We cannot say that having a balcony would have an effect on price per m2 of the apartment since p>0.05.
Next we check the test of the regression, which states in the null hypothesis that the population coefficient of determination is equal to 0, which would mean that all partial regression coefficients are equal to 0. - H0: ∆ρ² = 0 - H1: ∆ρ² > 0 Where F = 24.08 with p<0.001, so we can reject the null hypothesis. The coefficient of determination of the population is greater than 0, which means that at least part of the variability of the dependent variable is explained by the linear influence of the explanatory variables.
mydata3$StdFittedValues <- fitted.values(fit3)
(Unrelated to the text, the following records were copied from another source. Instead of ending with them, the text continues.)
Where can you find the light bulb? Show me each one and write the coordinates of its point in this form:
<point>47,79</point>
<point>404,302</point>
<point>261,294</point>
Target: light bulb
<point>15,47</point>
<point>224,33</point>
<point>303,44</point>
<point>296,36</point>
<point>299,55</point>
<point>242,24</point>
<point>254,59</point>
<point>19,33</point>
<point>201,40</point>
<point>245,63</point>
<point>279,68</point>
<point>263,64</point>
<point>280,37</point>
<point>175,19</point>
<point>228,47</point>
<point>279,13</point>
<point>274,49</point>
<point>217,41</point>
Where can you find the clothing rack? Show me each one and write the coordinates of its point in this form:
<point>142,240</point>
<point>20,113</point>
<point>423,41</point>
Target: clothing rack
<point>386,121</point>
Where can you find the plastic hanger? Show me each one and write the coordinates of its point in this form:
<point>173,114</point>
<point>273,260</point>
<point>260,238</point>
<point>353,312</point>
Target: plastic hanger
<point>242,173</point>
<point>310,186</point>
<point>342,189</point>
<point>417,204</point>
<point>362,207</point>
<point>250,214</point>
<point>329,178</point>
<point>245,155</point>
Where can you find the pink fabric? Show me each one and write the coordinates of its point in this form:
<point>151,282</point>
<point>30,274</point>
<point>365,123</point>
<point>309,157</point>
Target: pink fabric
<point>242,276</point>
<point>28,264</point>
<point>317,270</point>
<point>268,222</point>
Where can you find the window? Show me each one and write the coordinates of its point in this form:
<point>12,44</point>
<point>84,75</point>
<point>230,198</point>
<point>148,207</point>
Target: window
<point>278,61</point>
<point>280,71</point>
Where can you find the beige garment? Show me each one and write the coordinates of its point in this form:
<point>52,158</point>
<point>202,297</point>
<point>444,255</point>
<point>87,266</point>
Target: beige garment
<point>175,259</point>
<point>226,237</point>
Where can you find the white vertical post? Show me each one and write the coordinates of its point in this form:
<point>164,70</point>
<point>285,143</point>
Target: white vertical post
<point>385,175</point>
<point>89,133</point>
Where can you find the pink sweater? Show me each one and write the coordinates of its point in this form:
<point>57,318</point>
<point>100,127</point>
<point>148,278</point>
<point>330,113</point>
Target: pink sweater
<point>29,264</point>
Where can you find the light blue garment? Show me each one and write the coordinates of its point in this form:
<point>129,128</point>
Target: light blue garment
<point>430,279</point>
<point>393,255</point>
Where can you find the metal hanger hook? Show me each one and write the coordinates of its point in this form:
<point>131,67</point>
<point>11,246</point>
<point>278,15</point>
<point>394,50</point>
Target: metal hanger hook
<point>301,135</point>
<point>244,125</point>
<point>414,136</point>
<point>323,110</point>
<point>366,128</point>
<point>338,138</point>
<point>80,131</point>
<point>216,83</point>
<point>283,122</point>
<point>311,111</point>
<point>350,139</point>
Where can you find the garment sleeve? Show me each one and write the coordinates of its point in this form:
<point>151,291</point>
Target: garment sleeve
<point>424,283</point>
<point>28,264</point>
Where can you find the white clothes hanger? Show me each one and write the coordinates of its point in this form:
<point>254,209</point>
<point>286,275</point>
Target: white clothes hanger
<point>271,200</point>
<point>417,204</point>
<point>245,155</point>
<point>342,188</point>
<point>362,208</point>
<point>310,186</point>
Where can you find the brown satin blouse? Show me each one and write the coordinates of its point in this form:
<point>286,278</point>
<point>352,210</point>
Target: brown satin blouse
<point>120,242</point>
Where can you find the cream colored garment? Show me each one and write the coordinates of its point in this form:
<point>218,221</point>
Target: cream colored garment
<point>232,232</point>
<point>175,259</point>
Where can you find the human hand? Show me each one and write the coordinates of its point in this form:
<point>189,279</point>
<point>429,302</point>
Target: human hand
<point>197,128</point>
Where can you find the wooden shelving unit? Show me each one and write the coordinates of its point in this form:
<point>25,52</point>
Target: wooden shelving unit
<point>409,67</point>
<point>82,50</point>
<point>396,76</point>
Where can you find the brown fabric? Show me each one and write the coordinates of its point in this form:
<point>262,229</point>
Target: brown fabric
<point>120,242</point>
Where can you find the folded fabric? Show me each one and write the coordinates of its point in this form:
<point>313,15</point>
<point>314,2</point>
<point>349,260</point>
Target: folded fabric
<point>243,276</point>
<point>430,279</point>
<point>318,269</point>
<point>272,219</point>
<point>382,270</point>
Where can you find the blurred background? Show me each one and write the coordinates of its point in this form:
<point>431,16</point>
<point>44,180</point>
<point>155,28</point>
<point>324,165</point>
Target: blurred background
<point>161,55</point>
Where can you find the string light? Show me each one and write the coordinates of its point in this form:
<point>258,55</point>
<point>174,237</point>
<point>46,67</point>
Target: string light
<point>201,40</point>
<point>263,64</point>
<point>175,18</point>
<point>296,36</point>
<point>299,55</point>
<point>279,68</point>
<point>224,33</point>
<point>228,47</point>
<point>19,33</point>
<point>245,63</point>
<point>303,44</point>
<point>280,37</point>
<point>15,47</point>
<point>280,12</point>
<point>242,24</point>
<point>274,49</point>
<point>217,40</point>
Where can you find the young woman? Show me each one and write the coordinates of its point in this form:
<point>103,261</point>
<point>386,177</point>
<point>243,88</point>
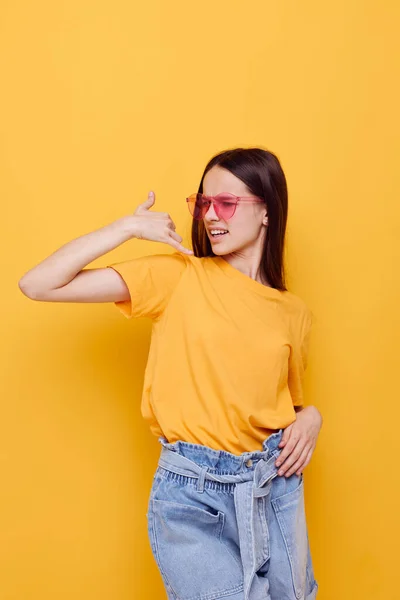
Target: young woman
<point>223,382</point>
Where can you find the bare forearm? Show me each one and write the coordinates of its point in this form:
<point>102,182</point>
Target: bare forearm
<point>64,264</point>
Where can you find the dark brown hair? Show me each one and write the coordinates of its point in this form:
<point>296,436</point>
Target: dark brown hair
<point>261,171</point>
mydata3$StdResid <- residuals(fit3)
head(mydata3[ , colnames(mydata3) %in% c("ID", "Price", "StdFittedValues",
"StdResid")]) #Saving fitted values and calculating the residual for ID2
## Price StdResid StdFittedValues
## 1 1640 -88.64095 1728.641
## 2 2800 443.40256 2356.597
## 3 1660 -62.60903 1722.609
## 4 1850 310.68782 1539.312
## 5 1640 -349.28625 1989.286
## 6 1770 -142.65528 1912.655
Based on the estimated regression function, we would expect the price per m2 for this apartment to be 2356.597 thousand EUR. The actual price was 2.8 thousand EUR, so the residual is 443.4 EUR.